The purpose of this new blog post is to brief our readers regarding a slight modification we are doing to the way we are analyzing the chord length distribution from the results of our simulations.
In a previous post it was described the algorithm used to extract the chord length distribution from the results of our simulation. In that post it was stated that we will obtain the chord length distribution in the 3 orthogonal directions, then proceed to take the average and then use that data for the dimensionality reduction.
Well it turns out this approach is only useful for the case that the distribution of the precipitates is completely random, since the histograms for the 3 directions will directly overlap over each other, nevertheless in the case of other distributions, like uniform or the recently added rolling distribution, this approach does not work. The main reason for that is that in this new cases the placement of the precipitate varies from one direction to another, hence it is not isotropic anymore, thus giving different histograms in each direction. Consequently the first modification to our chord length distribution algorithm will be to not use the average for the PCA.
The second main modification made to our chord length code was that instead of considering the count of chords we need to consider the frequency of chords, thus normalize our data by dividing it by the number of chords. This should have been done from the beginning since it is a standard thing to do when performing a statistical analysis, nevertheless we overlooked it so at this point we fixed it.
Now this distribution tells us the probability of a certain chord length to be found in a micro-structure. Nevertheless from this distribution it can also be obtained the probability density, which will tell us the probability of a determined voxel in the micro-structure of belonging to a chord of length “X”. Both distributions give insightful data about the micro-structure, nevertheless for our case it is more useful for us to use the probability density distribution than the probability distribution. The justification for this is detailed below.
Assume you have a micro-structure image of 100x100 and you want to obtain the chord length distribution of the grains present in that image in the “x” direction of that image.
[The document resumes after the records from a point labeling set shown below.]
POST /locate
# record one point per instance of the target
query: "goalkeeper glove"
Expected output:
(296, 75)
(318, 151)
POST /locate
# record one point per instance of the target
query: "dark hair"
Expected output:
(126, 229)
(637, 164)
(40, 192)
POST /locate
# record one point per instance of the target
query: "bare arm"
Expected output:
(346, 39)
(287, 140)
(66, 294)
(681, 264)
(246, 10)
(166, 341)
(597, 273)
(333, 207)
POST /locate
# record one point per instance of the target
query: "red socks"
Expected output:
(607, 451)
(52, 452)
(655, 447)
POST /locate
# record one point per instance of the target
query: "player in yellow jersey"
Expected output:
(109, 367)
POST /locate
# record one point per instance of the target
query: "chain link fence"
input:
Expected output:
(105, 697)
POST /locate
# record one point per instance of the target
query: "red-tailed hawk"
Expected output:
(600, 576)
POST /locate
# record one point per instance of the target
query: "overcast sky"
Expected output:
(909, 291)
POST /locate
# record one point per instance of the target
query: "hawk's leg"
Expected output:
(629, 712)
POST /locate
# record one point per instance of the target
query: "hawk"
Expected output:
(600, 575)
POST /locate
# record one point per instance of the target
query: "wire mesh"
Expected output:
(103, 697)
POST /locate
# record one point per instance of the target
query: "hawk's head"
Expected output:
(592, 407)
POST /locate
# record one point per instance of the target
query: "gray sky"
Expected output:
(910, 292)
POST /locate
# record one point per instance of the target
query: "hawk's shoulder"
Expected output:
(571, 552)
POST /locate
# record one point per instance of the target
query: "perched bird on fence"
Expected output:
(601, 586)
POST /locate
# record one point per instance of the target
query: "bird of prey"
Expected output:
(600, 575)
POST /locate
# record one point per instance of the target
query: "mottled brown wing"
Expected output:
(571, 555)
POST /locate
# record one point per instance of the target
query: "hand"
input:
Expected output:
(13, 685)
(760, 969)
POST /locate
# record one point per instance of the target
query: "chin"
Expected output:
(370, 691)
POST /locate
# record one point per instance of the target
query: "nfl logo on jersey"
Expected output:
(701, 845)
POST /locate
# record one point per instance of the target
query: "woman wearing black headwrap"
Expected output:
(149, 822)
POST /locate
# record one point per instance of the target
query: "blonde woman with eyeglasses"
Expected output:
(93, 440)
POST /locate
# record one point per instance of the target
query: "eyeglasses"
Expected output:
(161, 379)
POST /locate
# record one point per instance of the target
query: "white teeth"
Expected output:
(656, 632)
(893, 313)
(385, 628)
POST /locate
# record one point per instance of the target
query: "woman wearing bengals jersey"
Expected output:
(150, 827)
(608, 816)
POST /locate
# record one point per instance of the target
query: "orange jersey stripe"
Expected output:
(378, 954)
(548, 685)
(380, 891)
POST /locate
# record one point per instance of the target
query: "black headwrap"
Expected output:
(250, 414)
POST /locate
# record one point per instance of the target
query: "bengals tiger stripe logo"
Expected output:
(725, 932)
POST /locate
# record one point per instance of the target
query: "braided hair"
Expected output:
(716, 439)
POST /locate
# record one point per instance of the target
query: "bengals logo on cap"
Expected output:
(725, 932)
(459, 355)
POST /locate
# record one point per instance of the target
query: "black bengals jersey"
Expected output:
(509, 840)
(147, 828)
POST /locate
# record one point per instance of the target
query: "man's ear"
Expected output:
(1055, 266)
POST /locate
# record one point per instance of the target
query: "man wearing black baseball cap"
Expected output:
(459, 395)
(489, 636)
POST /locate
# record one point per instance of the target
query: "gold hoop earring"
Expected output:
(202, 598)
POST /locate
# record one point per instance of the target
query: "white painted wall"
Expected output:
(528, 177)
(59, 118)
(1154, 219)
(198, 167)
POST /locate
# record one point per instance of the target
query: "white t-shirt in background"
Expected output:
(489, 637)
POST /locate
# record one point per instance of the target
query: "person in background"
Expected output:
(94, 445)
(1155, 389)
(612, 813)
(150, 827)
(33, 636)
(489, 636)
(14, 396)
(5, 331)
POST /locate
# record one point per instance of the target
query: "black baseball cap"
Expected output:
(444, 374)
The issue is that a chord length of size 2 has 20,000 opportunities to occur, whether a chord of size 100 only has 100. Thus if the longer chords are considered to be much more representative of the micro-structure average grain size just obtaining the frequency of those chords will not suffice. Since just by probability a smaller chord length will occur much more times than a longer one and since the smaller chords are not representative of the microstructure this issue needs to be addressed.
The way we dealt with this challenge was that we multiplied the frequency of each chord by its size and then divided by the total sum, so that the area under the curve is equal to 1. With this normalization the size of the chords is taken into account by assigning a bigger “weight” to the chords of longer length.
The result of applying this normalization is observed on the plots below:
As it can be observed from the plots the normalizations “shifts” the plot to the right as well as now it does not start with a sharp peak as observed on the plots on the left. Therefore this normalization now gives yields a much more insightful information regarding the crystal size distribution of the simulations, consequently this is the one we will be using to perform PCA on.
This plots are generating considering one voxel bins per chord size, nevertheless if desired we could bin together various chord sizes, this would be done with the goal of obtaining a smoother curve. At this point we will not implement that so we will perform PCA on the size normalized chord length, please be on the lookout for the post detailing the PCA result analysis.